McGill University
School of Computer Science

Computer Science 308-535A
Computer Networks

Instructor: Carl Tropper
324 McConnell
Phone: 398-3743
Office hours
Monday, Wednesday : 10:00-12:00

Teaching assistants
Lijun Li
Office hours:Thursday, 9-11 AM, room 107 McConnell
Raj Suchak
Office hours:M,3-6 PM, room 321 McConnell

Course Outline: This course is intended to be an upper-level undergraduate/graduate level course on the principles and foundations of computer networks. The orientation of the course is a systems orientation; by this I mean that we will examine the structure and functions of network protocols. We will concentrate on the basic building blocks of the Internet, paying particular attention to TCP/IP. You should (hopefully) gain a detailed picture of how network protocols actually work and gain experience in working with the protocols themselves. I do expect students who take this course to be comfortable with programming in either C or C++. There will be a considerable amount of programming involved in projects. Assignments will be largely theoretical in nature.

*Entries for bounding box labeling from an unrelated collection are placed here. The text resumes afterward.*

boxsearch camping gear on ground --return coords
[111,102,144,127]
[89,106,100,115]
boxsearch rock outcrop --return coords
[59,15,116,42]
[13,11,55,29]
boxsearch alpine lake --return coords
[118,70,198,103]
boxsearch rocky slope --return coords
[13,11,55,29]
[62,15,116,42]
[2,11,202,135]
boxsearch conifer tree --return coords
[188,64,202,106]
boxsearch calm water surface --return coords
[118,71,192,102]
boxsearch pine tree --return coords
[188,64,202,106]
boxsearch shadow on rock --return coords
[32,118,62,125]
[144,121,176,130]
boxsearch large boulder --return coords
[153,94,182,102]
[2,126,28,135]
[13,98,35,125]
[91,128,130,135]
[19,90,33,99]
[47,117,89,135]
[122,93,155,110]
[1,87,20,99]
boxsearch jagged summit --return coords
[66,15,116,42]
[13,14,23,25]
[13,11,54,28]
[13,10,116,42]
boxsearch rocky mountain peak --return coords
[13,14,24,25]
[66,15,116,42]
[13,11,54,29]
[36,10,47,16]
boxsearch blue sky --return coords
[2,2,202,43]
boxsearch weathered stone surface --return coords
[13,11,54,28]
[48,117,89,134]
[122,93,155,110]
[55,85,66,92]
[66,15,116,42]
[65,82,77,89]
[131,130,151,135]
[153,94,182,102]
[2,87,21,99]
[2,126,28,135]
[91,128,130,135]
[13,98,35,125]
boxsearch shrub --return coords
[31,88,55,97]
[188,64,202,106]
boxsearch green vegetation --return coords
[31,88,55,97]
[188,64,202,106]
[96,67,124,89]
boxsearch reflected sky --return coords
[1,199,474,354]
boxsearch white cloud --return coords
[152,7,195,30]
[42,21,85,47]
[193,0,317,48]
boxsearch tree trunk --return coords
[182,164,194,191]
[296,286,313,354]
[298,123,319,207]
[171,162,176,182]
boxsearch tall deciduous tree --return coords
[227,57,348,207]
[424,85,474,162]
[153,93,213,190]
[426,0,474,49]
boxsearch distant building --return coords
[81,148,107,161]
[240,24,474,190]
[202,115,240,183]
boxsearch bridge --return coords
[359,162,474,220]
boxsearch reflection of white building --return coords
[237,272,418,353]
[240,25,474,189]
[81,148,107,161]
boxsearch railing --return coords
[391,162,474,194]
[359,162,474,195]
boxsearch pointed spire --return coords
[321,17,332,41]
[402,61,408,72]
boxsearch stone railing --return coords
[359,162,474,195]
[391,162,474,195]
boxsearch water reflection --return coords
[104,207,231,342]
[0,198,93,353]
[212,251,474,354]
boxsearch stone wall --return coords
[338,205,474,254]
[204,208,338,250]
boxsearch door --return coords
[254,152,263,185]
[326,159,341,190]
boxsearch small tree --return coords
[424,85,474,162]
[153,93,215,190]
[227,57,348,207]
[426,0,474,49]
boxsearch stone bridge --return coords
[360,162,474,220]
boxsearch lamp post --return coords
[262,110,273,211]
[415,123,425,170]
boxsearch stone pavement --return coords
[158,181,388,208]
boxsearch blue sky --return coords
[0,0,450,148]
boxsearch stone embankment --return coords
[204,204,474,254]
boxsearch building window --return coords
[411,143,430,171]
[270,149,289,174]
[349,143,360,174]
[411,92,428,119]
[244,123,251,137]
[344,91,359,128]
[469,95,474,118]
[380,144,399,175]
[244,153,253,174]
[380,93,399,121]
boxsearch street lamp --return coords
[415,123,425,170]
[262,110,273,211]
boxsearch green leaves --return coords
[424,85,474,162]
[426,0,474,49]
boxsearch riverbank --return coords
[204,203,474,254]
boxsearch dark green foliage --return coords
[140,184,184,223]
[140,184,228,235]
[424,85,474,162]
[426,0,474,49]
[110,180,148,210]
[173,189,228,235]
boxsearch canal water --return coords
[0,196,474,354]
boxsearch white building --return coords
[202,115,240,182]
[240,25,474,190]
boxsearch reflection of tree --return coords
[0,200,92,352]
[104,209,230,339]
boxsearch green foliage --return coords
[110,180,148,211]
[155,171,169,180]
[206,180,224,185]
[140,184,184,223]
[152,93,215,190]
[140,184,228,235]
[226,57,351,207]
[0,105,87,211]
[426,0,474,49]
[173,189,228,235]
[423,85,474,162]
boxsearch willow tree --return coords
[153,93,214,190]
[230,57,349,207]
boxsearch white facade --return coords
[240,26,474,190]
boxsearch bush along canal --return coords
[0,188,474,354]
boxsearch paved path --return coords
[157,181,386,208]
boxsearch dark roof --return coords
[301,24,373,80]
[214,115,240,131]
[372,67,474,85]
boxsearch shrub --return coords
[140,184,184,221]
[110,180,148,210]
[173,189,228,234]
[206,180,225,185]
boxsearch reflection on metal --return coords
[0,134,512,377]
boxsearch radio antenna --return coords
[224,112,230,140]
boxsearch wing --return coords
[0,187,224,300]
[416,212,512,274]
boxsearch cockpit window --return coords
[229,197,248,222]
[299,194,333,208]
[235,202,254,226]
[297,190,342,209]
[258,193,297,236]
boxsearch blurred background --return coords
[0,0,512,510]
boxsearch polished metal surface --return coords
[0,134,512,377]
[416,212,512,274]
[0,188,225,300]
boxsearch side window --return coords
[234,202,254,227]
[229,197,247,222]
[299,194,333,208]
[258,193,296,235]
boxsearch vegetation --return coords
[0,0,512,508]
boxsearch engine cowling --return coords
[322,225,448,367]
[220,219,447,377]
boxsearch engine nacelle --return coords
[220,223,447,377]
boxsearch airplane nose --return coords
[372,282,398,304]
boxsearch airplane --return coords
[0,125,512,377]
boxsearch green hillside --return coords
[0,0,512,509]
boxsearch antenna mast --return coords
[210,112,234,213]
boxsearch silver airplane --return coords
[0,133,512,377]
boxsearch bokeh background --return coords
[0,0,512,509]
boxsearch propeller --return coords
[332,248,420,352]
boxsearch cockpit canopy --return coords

The course will begin with a discussion of hardware aspects of networking. Computer networks is, in reality, a melange of hardware and software, and it is vital to at least be able to speak the language. This part of the course will also discuss concepts of packet switching and cell switching. We then segue into internetworking protocols, discussing issues such as routing, end-to-end protocols (i.e. between application programs, or users), and the great unknown issue in computer networks-congestion control. We will touch on network security (you can get the mathematical foundations in the cryptography course given by Professor Crepeau) and some "application protocols" such as protocols useful for real-time applcations (think of transmitting video images or teleconferencing). Predictions as to what the future holds will be avoided, as I have no idea what is around the corner. An outline of the topics covered in the course follows.

Major topics to be covered are:
Network architecture-layers, Internet architecture,OSI architecture, socket programming, protocols implementation issues
Single link networks-Ethernet, Token rings, Wireless networks. Also nitty-gritties of framing, error-detection, and sliding windows.
Packet-switching-what to do with all of the single links, now that we know how to build them. Also cell switching (ATM), bridges between local area networks.........
Internetworking-how do we connect up all of the networks which have different physical transimission media (satellite, microwave, coaxial cable) and protocols? We examine the IP in some detail, looking at service issues, addressing (non-trivial, given the growth of the Internet), routing.........
End to end protocols. How do processes in different machines manage to reliably exchange data? How do we set up and tear down connections? Remote procedure calls.
Congestion Control. What is the problem, and why hasn't anybody solved it by now? TCP congestion control, congestion avoidance, quality of service (you pay for what you get).
Network Security. Brief look at the DES, public key distribution, firewalls.
Applications. Name service. The web. e-mail, for example.

Class Materials
Computer Networks, a Systems Approach, by Larry L. Peterson and Bruce S. Davie, Morgan Kaufmann, second edition, 2000. This will be our text. I intend to follow the presentation in this text for the most part.
Computer Networks, by Andrew S. Tanenbaum, 3rd Edition, Prentice-Hall, 1996. This can be viewed as an excellent reference book; it is available in the bookstore.
Slides are accessible from Peterson slides

Course Evaluation
Projects: 60%

Course assignments and Projects:
There are two complementary mechanisms for turning in assignments. Hard copies are to go in drop off boxes in front of rooms 104-106 N in McConnell. Software should be submitted electronically via the hand in program for the course.
The projects and the assignments are individual. Talk to your colleagues, but don't hand in the same project(s).